Fue un partidito. Bien, vistoso. Una especie de cabalgata alrededor de los arcos. Todos para aquí, todos para allá. Los alemanes se fueron tranquilos pero no contentos. Los “costaticos”, con cierta bronca porque estuvieron cerca. Claro, si los once hubieran corrido todos como Wanchope, un negro que se las trae y le metió dos buenos pelotazos a Lehmann, el nuevo arquero alemán, que hubiera querido salir virgen porque lo estaba mirando el terrible e infernal Oliver Kahn, el tigre, el rabioso, el espectacular arquero siempre mufado, y ahora más que está de suplente. Un suboficial con galones. Pero para qué hablar más. Así, Alemania no puede ser campeón, salvo que tenga toda la suerte del mundo. Buenos jugadores, como Klose y Podolski, mucho muchacho con ganas. Pero nada más. A lo mejor van a ir cargando un poco más de fuego y de juego. No nos apuremos. Costa Rica, bien. En el área propia un poco tropical, ritmo, pero hubieran tenido que meter más pierna.

Bien hasta ahí, pero vamos a la ceremonia inaugural. El más aplaudido de todos fue Beckenbauer, el jugador de la limpieza y elegancia, hoy metido en la burocracia del fútbol. El más silbado, se lo merecía: Blatter, el presidente de la sospechosa FIFA, que como decíamos ayer es un digno hijo de Havelange, que cuidan más la redondez del dólar y del euro que la de la pelota.

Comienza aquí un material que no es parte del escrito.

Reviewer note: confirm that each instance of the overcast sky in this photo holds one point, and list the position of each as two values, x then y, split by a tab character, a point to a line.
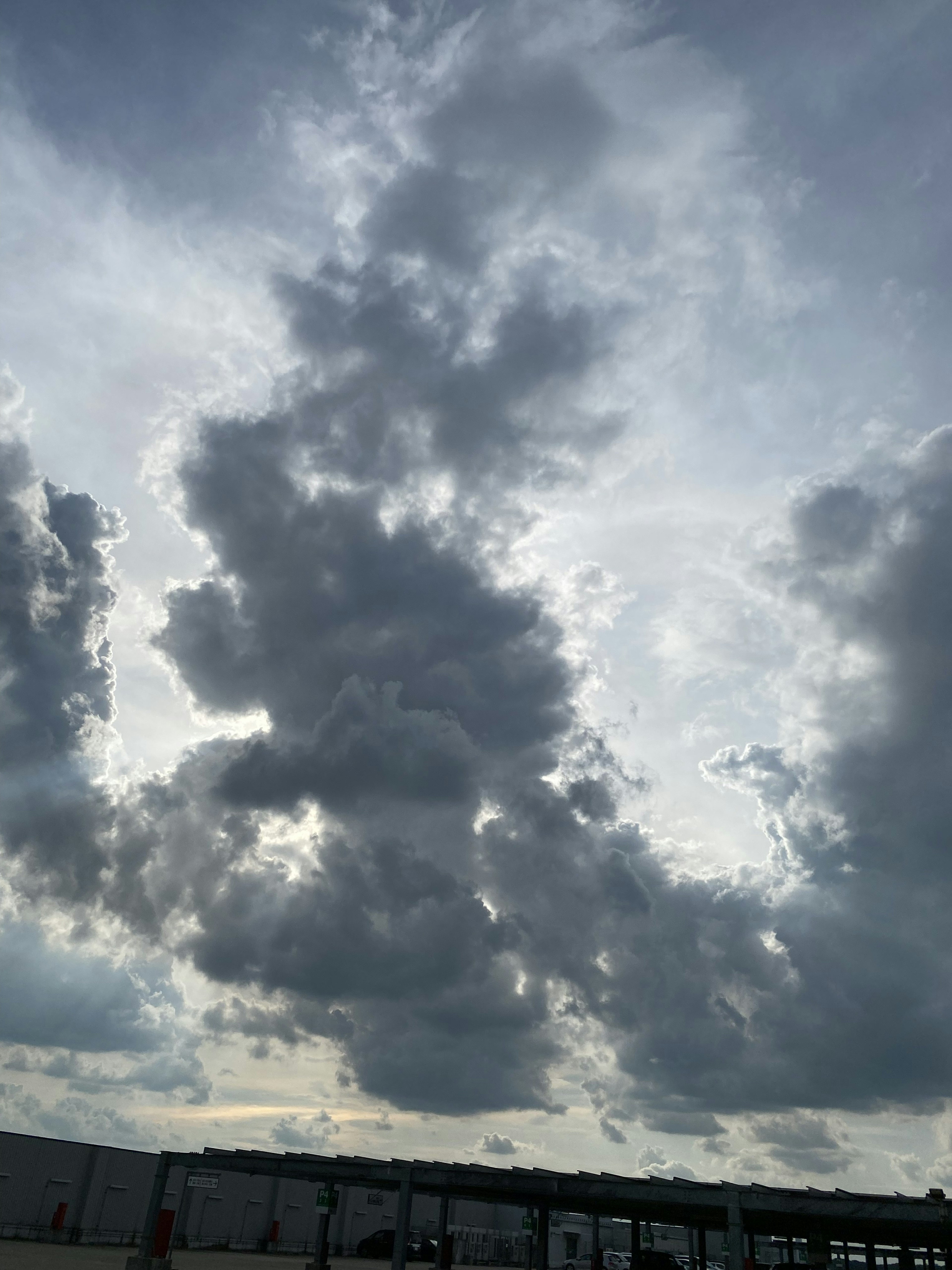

La fiesta en sí estuvo humilde pero popular. No se la puede comparar con aquella fiesta del arte que hicieron los italianos en Turín para los últimos Juegos Olímpicos de invierno. Arte más arte, le hubieran gustado a Miguel Angel. Esto de Munich de ayer fue con los bávaros y los tiroleses de la montaña y los berlineses enjugados en todas las aguas del espectáculo y del no. Y basta. Está bien, pero esperemos para la fiesta final también algo inspirado en los poetas y músicos del romanticismo, por ejemplo. Ni tambores ni revolcones. Una vez está bien. Ojalá miren más al cielo y los bosques y al laúd y a la poesía. La contraposición al grito de “Tor”, que quiere decir no otra cosa que “gol”.

Lo que sí estuvo bien para la nostalgia fue ver el desfile sonriente de los jugadores en vida de los seleccionados campeones mundiales desde aquel primer torneo que ganaron los uruguayos. Y los huéspedes de honor que fueron el siempre humilde y simpático Pelé, acompañado por la Marlene alemana actual, Claudia Schiffer, una Marlene casta y humilde pero linda, linda. Tan linda como Marlene.

De Maradona, dijo el locutor alemán: “Maradona está invitado pero nunca se sabe si vendrá, lo anunciaremos recién cuando lo veamos”. Después de Beckenbauer, el más aplaudido fue el cumplidor Pelé.

Bien, hoy la Argentina. Tal vez veamos a una Argentina como vimos hoy a la Alemania principiante de hoy. O no. Anoche soñé que en Hamburgo, hoy, contra Costa de Marfil, salía la Máquina de River con Bossio, Juárez y Cuello, Yacono, Minella y Wergifker; Muñoz, Moreno, Pedernera, Labruna y Loustau. Sí, así, lo escribí de memoria, sin consultar enciclopedias. Por algo será el recuerdo. Aunque nunca gocé tanto cuando los canallas rosarinos, con el “Torito” Aguirre, les ganaron en el propio Núñez. Pero volvamos a las realidades. A lo mejor, hoy, junto al Elba alemán se despierte algún ternero que llegue a ser toro de las pampas.